The construction of pGEX-GmR4g31 recombinant plasmid was designed according to the sequence of GmLHY2: Upstream primer (EcoRⅠ): 5---GAATTCAATGGACGCATACTCCTC---3, Downstream primer (SalⅠ): 5---GTCGACTCAAGTCGAAGTCTCC--- 3. PCR reaction was based on the use of pMD18-T-GmR4g31 as template, and the annealing temperature was 58ºC, annealing time was 1 min, reaction system was 50 μL. We dealed the PCR product with glue recovery, connected it to pMD18-T carrier, then transferred into Gm109 strain. After identified by bacterial fluid PCR, we extracted pMD18-T-GmR4g31 (Plus enzyme cutting site) by kit. pGEX and pMD18-T-GmR4g31 plasmid were used for enzyme digestion, collection and connection of pGEX and pMD18-T-GmR4g31,, which were transformed into E.coli JM109 and identificated the recombinant plasmid pGEX-GmR4g31 with enzyme digestion.

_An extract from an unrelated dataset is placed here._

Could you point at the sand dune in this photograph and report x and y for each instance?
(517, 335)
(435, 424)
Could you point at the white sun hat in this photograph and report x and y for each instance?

Preparation of competent cell of E.coli BL21: transferred recombinant plasmid pGEX-GmR4g31 into E.coli BL21 (Liu et al., 2006). Small inducible expression of fusion protein GST-GmR4g31: we vaccinated the identified monoclonal E.coli BL21 which obtained plasmid pGEX and pGEX-GmR4g31 to LB medium contained 100 mg L/Amp, then shaking culture overnight under 37ºC; 200 L overnight cultures were added to the medium containing 100 mg L/Amp in a 2.8 mL LB medium, oscillating culture under 37ºC for 1 h. When the bacteria liquid reached the logarithmic growth phase (OD6oo=0.8-1.0), we induced culture under 37ºC and 28ºC, the concentrations of inducer IPTG were 1, 0.5, 0.2, and 0.1 mM. When the bacteria were induced to 0 min, 60 min, 120 min, 240 min, 480 min, 960 min, 13000 rpm /1sec collected the bacteria liquid, then added suspended sediment PBST and the same amount of sample buffer 2×SDS, 13000 rpm /10 min centrifuge after having boiling water bath for 5 mins. We took 20 μL samples performed SDS-PAGE electrophoresis, then we made gel dyeing by Coomassie brilliant blue solution after electrophoresis.


Authors' contributions

Li Zongfei was the executor of this experiment, responsible for the experimental design, implementation, data analysis and draft writing; Wu Zhongqi, Wei Fang, Zhang Jie and Cai Mengdie were participated in the data analysis, the formation and amendment of the draft; Liu Zhenpeng was participated in the revision of the manuscript, translation and proofreading; Fang Xuanjun determined the research project conception, guided writing and revising paper. All authors have read and approved the final manuscript.



This research was supported by Cuixi Academy of Biotechnology Zhuji (Life science and Biotechnology Innovation Fund, No 201601201). Guo Tianxia made English review for the whole manuscript, express our thanks here.